By Susan Dunne for the Hartford Courant
When he was a student at Yale, William Benton, founder of the William Benton Museum of Art in Storrs, was close friends with artist Reginald Marsh. They stayed friends for the rest of their lives.
As a result, the museum on the UConn campus has 1,040 pieces by Marsh in its permanent collection. Marsh is well-known for his pieces depicting crowds in gritty urban settings, but the new exhibit at the Benton showcases a lesser-known corner of his body of work: his watercolors and prints of steam locomotives.

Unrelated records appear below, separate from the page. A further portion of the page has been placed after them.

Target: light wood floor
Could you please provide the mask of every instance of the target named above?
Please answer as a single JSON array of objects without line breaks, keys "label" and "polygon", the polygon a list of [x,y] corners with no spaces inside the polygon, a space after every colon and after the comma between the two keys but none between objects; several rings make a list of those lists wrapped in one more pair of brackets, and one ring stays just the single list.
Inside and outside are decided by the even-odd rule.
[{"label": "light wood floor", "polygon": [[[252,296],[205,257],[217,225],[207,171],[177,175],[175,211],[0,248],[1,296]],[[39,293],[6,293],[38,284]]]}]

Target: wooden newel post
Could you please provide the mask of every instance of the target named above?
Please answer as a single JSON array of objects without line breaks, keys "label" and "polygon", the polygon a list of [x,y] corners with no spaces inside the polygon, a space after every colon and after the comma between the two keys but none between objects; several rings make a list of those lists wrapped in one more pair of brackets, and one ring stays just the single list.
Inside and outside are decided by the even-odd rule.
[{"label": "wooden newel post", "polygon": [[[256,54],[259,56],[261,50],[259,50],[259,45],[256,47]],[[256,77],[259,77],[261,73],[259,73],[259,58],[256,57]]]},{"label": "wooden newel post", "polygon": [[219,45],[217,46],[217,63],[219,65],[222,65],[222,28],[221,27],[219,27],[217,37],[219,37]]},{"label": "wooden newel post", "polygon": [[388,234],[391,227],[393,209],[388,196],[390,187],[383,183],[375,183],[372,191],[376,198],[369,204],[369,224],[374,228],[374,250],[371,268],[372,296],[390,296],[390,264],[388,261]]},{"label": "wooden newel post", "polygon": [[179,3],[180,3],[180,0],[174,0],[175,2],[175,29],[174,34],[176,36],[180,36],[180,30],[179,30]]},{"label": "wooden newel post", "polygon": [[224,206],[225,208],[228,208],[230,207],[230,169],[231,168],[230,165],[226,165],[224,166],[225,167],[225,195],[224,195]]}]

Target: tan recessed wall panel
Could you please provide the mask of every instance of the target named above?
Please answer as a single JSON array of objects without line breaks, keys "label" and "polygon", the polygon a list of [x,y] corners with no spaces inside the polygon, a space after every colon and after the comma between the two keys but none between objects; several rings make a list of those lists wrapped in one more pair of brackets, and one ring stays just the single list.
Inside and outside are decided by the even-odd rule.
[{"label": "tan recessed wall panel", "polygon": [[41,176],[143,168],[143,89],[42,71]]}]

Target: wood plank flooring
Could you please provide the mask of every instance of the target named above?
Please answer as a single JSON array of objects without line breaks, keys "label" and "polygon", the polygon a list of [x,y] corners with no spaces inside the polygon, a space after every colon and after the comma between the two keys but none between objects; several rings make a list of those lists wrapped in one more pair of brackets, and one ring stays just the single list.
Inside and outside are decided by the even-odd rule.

“Steaming Ahead” was curated by Bob Leo and Rachel Zilinsky, with help from Audrey Conrad. Conrad, the vice president of Valley Railroad Co., which owns Essex Steam Train, is one of the country’s leading experts on the history of steam locomotion. The wall text panels Conrad wrote to accompany Marsh’s railroad visions do not explain Marsh’s artistic method but instead flesh out the specific of the locomotives depicted. They are little marvels of historical observation, with details such as “A pair of Erie Railroad 4-6-2 (Pacific) type, class K1 passenger locomotives built between 1905 and 1908,” facts that, if Marsh knew— he probably didn’t — he didn’t spell out.
The 23 exterior train views, all created by Marsh between 1927 and 1931, are capped off by one interior train view that represents more well-known Marsh compositional style: a crowd of people in a full-to-capacity train car. All the pieces are created in a gritty industrial palette: browns, grays, blacks.
Pieces on loan from Essex Steam Train sit around the gallery, and train-themed pop songs, such as Sister Rosetta Tharpe’s “This Train is Bound for Glory,” can be heard on an audio component to the exhibit.
The entire show is made up of works on paper, which are fragile, so it will run for a brief time, until Dec. 18. A new initiative at the Benton, to post walk-throughs of exhibits online, is being launched with this exhibit.